Friday, April 6, 2012

dowd

1) Why start with naysayers?


Because Dowd’s apparent purpose in writing this essay is to argue against what he sees as a widespread but incorrect view of the future of the United States, students will probably find it effective that he opens by laying out the positions of his opposition, the naysayers.

The notion that China's booming economy is a threat to US primacy. How does he combat this?
"THE US is adding twice as much in absolute terms to global output" as China

--gap in per capita income (44,244 in the US v 2069 in China)

*** who is responsible for this economic output?
the american worker, who is growing ever more productive

US share of global productivity "exceeds the highest share of global output ever acheived by Britain by a facotr of more than 2"

We can withstand a lot.

--lost an estimated 500 billion as a result of 9/11.



2) Why would Katrina expose the US to be a "hollow superpower"?

3) What are some things he points to in order to show America is not in decline?

--enormous economy, 20 percent of global output

--US economy will be twice the size of Europe's by 2021.

How does this essay differ from the one we read for yesterday?

--one focuses on strengths, the other, on weaknesses
Dowd focuses on the country’s economic strengths, using statistics concerning U.S. spending, GDP, worldwide corporate dominance, and so forth to support his claim that America is still—and will continue to be—the preeminent global force.

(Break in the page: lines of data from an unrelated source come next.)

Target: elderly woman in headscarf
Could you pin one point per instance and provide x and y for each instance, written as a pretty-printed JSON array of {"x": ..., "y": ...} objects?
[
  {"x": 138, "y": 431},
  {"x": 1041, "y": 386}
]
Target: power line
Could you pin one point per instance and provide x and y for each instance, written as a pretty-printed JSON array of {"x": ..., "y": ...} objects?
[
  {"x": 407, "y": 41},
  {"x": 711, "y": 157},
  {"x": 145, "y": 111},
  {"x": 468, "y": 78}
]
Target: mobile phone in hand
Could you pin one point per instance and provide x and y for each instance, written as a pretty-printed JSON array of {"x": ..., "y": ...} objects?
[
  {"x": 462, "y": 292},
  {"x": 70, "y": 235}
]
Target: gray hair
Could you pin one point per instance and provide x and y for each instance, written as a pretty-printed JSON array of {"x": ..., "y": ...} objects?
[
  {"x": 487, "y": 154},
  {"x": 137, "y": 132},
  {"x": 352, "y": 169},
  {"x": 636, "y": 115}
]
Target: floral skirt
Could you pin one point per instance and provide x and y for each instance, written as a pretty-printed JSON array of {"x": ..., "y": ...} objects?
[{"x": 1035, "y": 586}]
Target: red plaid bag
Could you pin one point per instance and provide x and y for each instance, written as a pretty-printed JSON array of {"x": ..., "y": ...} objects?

Herbert, on the other hand, is more concerned with American values and what he sees as an alarming shift away from a fundamental belief in social and economic justice and the rule of law to indifference toward the current great disparities within the country in terms of distribution of wealth, access to education, opportunities to succeed, and so forth as well as a growing tolerance toward abuses of power within the criminal justice system and the government as a whole. His evidence grows primarily out of his personal experience as a reporter and commentator who has traveled the country interviewing those he feels are suffering most from this state of affairs. 


1.      Assess Dowd’s use of economic statistics in making his argument. They seem to present an impressive picture of American prosperity, but are there other ways of interpreting the numbers? Is there information he doesn’t present that might weaken his case? How in your view does Dowd use the concept of a U.S. “decline”? What other types of decline does he not consider, if any?

Dowd’s statistical evidence seems convincing on the surface, obviously. But a sharp economic downturn in the year after the essay was published suggests that perhaps his views were overly optimistic. As for the concept of a U.S. decline, there are many on the right and the left who see a decline in American values, though for different reasons. And in the aftermath of the invasion of Iraq and the Bush administration’s detention of suspected terrorists without trial and apparent use of torture, there were many around the world who felt that the country’s moral standing internationally was in decline.

What does it mean to say, the hidden hand of the economy does not work without a hidden fist.

Why does this argument matter?

Dowd would probably say that this argument matters because the idea that the United States is in decline globally might become a self-fulfilling prophecy, particularly if the powers that be in other countries take this idea at face value and allow it to govern their relations with the country. Writing for a conservative readership, Dowd likely feels this goes without saying.